Spivey thanked the students and faculty for their prayers and support during his absence and then detailed the events that transpired at ground zero at the Pentagon.

"Crashing into the limestone brick and concrete walls of that five-ring building," Spivey stated, "[the plane] penetrated all the way to the 'C' ring. It collapsed the five stories in an area of about 75 feet."

He then told how emergency crews came to rescue and to recover, but "unfortunately it was mostly a recovery operation," he said, as the few who survived were able to walk out on their own.

In the six weeks Spivey served at the Pentagon, he and the Pentagon Family Assistance Center ministered to 184 families. Of those who died, all the passengers on the plane and all but six of those who died in the Pentagon have been identified, Spivey said. "But who were these people?" he asked. A face without a name is almost useless, he said, and a name without a history is almost the same. As the days of helping the families of the victims went by, Spivey began discovering who some of these faceless people were. Some had made plans for what to do in case of a terrorist attack.

One family's dreams evaporated Sept. 11, Spivey recounted, as the husband never again would hear his wife's voice. Some of the faceless people were new to the Pentagon or had recently been transferred into the area struck by the jetliner. One man, a Navy civilian video technician, was known throughout the halls as the "Candy Man" and was said to always have a smile for everyone.

Each name and each face were connected to someone, and each face and name had a life still to be lived. To Spivey, however, the attack's greatest devastation was the effect it had on children. Choking back tears, Spivey told of a mother who informed her two young children that their daddy would not be coming home again because he had been killed at the Pentagon. The children broke out into hysterics and began weeping with anguish, Spivey said. A short time later one of the children asked the mother, "Mom, what will we do for the family picture at Christmas this year? Mom, are you going to have to go to work?"

These are the lives connected to the faces of the heroes of Sept. 11, Spivey said. Of the 125 people who died, 55 were soldiers or sailors and 71 were civilians who were "just as equally serving their country even though they were not in a military uniform," he said. Some were of different races and ethnicities and some were from different countries, yet all called this country theirs and faithfully served her.

Most of those who died were Christians from different backgrounds, he said. Forty were Roman Catholics, 30 were Baptist, 40 others were of Protestant denominations and one was Buddhist.

Spivey told the chapel audience that the military has been preparing for this type of attack for 10 years.

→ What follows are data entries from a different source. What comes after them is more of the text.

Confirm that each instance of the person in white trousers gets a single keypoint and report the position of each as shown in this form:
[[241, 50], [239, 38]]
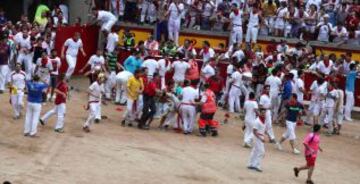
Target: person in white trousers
[[107, 19], [60, 106], [251, 108], [121, 82], [235, 90], [265, 103], [187, 106], [72, 47], [236, 23], [25, 57], [258, 151], [253, 26], [95, 92], [349, 91], [35, 89], [4, 62], [17, 80], [175, 13]]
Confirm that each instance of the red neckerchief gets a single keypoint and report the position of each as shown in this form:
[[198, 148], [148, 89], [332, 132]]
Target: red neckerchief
[[236, 12], [326, 63], [206, 50], [262, 119]]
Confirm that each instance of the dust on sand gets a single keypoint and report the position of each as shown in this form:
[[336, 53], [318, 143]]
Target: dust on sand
[[115, 154]]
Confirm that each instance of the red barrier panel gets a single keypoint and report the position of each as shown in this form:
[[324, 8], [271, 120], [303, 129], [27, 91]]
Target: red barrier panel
[[89, 36], [309, 77]]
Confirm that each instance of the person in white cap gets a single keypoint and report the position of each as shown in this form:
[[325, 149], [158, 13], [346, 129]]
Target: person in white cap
[[324, 29]]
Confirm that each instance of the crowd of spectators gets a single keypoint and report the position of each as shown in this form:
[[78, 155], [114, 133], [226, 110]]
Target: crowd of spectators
[[322, 20]]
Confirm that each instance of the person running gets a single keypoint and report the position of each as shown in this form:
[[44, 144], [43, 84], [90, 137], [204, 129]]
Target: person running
[[258, 151], [35, 90], [312, 146], [293, 109], [60, 105], [95, 92]]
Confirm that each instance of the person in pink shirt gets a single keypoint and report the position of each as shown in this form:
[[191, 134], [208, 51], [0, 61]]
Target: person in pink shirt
[[312, 146]]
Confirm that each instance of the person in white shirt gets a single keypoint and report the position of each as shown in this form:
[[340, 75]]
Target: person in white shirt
[[148, 11], [208, 71], [317, 89], [106, 19], [96, 63], [325, 66], [187, 106], [330, 102], [43, 68], [95, 92], [56, 64], [23, 45], [325, 29], [235, 90], [265, 103], [207, 52], [112, 41], [152, 66], [275, 83], [73, 45], [164, 67], [258, 151], [339, 110], [250, 107], [175, 13], [121, 81], [17, 80], [253, 26], [180, 67], [236, 23]]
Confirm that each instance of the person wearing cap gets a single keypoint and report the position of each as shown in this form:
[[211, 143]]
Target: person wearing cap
[[324, 29], [17, 81], [35, 90], [95, 93], [61, 92], [236, 24], [258, 150]]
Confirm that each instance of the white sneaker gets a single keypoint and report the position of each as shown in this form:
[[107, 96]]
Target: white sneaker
[[296, 152], [278, 146]]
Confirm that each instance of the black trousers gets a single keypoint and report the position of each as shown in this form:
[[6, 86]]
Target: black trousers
[[149, 109]]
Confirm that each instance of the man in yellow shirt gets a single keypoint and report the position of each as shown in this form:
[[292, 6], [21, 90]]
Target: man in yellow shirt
[[269, 12], [135, 87]]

Yet the question still remains, why did this happen?

Spivey said the terrorist attack could happen for the same reason Pearl Harbor could be attacked -- simply put, "We were caught unaware.

"We may not have been as ready as we could have been, but I guarantee you we will be ready in the future," Spivey said. "It will not happen again. Yes, there will be something on the horizon, and I guarantee you, your defense forces will be ready."

Spivey concluded by reminding students of their calling to the ministry and the need to be ready to present the gospel.

"There is a thirst for spiritual things. The opportunity for you and me to share the gospel is prime," Spivey said. All Christians must be willing to pay the price and be self-sacrificing and not self-indulgent, he added. "Stop saying someday. Stop saying sooner or later. Someday needs to be now. We don't have time to prepare to die. Now is the accepted time."